En plein confiance le président américain, croyant en sa bonne étoile, envisagea d’envahir un grand nombre de pays (Iran, Cuba, Corée du Nord, Irak) et qu’il soupçonnait de soutenir Al Quaïda. Sa demande à l’ONU fut rejetée, au sujet de l’Irak. Le président français à l’époque en la personne de Jacques Chirac menaça de mettre son veto.
C’est sans compter la ténacité et l’invincibilité de George W. Bush, qui décida tout de même d’envahir l’Irak. Le régime tomba en quelques semaines. Seulement l’armée américaine et ses alliés ne s’attendaient pas à une telle réaction du peuple irakien, qui une fois libéré de l’emprise de Saddam Hussein, alors en fuite, réclama le départ des américains. Seulement cela ne faisait pas partie des plans des Etats Unis, qui comptaient sûrement lancer d’autres attaques à partir de l’Irak.
Une résistance du peuple se développa et une haine anti américaine amena le peuple à des attentats. En quelques mois des centaines de soldats américains furent tués soit par les représentants d’Al Quaïda profitant de l’instabilité du pays, mais aussi des partisans de Saddam Hussein et des chiites radicaux de Moqtada Sadr. Malgré leur omniprésence et leur toute puissance les soldats américains se trouvaient à l’aube d’un second Viêtnam, où ils avaient vécu un revers sanglant. En plus la situation en Afghanistan voyait les soldats de la coalition souffrir sous les attaques multiples des talibans se cachant dans les montagnes, où il était quasi impossible de les déloger. Déjà dans l’histoire Alexandre le Grand et les soviétiques avaient échoué en tentant de conquérir ce pays face à d’autres ennemis pourtant moins armés.
La fin des ambitions de conquête du Moyen Orient du président américain prit un sérieux revers avec ces évènements. On parlait beaucoup des tortures des prisonniers sous le régime de Saddam Hussein et de ces prétendues armes chimiques et de destruction massive. C’était sans compter des techniques américaines pour forcer les anciens dignitaires du régime de Saddam Hussein à dévoiler la cachette de ce dernier. Il en est de même pour expliquer la chute si rapide de son régime et des moyens employés contre l’armée du Mahdi, alors que Saddam Hussein n’était plus en course.
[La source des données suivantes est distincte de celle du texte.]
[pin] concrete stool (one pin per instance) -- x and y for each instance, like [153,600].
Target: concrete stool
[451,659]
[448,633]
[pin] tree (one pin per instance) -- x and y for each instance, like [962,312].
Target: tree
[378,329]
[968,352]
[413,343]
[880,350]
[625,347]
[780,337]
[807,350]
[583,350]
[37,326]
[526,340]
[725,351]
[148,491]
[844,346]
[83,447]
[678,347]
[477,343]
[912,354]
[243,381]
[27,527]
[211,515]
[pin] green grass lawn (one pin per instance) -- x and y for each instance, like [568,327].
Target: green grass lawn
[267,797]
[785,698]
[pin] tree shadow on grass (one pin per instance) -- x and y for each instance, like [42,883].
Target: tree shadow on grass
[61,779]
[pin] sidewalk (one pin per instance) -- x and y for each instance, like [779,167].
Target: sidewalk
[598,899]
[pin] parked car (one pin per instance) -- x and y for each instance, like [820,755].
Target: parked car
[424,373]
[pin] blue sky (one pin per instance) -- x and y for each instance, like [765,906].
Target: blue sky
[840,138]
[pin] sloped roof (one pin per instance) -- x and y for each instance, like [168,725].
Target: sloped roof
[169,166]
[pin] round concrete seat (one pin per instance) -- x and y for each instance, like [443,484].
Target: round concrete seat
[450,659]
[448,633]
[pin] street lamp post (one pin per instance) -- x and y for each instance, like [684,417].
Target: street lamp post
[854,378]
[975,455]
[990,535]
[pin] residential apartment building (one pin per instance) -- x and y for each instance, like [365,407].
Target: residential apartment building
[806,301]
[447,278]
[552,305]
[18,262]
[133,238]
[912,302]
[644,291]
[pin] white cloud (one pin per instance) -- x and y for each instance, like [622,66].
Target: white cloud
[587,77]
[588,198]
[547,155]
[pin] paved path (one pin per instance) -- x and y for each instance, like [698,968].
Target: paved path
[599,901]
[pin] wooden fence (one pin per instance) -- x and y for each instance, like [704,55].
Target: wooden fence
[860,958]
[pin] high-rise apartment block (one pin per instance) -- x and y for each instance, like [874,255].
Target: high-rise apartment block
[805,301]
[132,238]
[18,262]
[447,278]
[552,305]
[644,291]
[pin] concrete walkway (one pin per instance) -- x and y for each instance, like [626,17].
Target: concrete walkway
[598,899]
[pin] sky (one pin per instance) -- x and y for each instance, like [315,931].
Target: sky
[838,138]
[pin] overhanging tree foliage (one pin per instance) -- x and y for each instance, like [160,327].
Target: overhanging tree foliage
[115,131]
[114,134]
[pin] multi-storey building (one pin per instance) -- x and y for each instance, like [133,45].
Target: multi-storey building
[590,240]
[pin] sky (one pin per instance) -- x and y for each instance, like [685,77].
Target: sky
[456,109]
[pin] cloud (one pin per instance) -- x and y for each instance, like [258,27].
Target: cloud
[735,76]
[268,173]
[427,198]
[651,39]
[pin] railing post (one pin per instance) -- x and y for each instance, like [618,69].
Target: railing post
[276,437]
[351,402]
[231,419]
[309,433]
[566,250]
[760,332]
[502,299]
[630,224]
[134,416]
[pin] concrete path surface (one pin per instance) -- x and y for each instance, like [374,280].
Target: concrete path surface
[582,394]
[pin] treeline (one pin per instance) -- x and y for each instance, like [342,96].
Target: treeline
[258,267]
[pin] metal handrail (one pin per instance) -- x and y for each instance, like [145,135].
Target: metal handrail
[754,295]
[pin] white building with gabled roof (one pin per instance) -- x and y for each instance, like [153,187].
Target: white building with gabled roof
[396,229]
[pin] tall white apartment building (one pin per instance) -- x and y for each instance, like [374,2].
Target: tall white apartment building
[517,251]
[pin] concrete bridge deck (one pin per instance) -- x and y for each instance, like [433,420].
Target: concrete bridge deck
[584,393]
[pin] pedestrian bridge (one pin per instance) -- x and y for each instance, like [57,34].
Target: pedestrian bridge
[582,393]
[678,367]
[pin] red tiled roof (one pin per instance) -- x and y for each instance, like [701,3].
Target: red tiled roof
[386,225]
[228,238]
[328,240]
En décembre 2003 Saddam Hussein fut délogé de sa cachette après 9 mois de traque. Des images humiliantes de l’ancien rais défilèrent dans les médias du monde. Bush se félicita de cette capture, croyant en la fin des conflits avec les différents mouvements du peuple irakien.
Seulement cela ne faisait que commencer. Chaque mois des centaines de soldats américains mouraient dans des attentats. Les américains comprirent alors que le procès des anciens dignitaires ne suffirait pas à leur redonner une image de sauveur plutôt que d’occupant. Saddam Hussein, lui-même à chacune de ses comparutions remettait en cause la légitimité du tribunal spécial irakien, établi par les USA et les affaires, auxquelles il allait devoir répondre. Seulement cela ne contenait pas la guerre Iran/Irak et encore moins l’implication des USA, de l’URSS et des pays européens dans leur soutien envers l’ancien dictateur.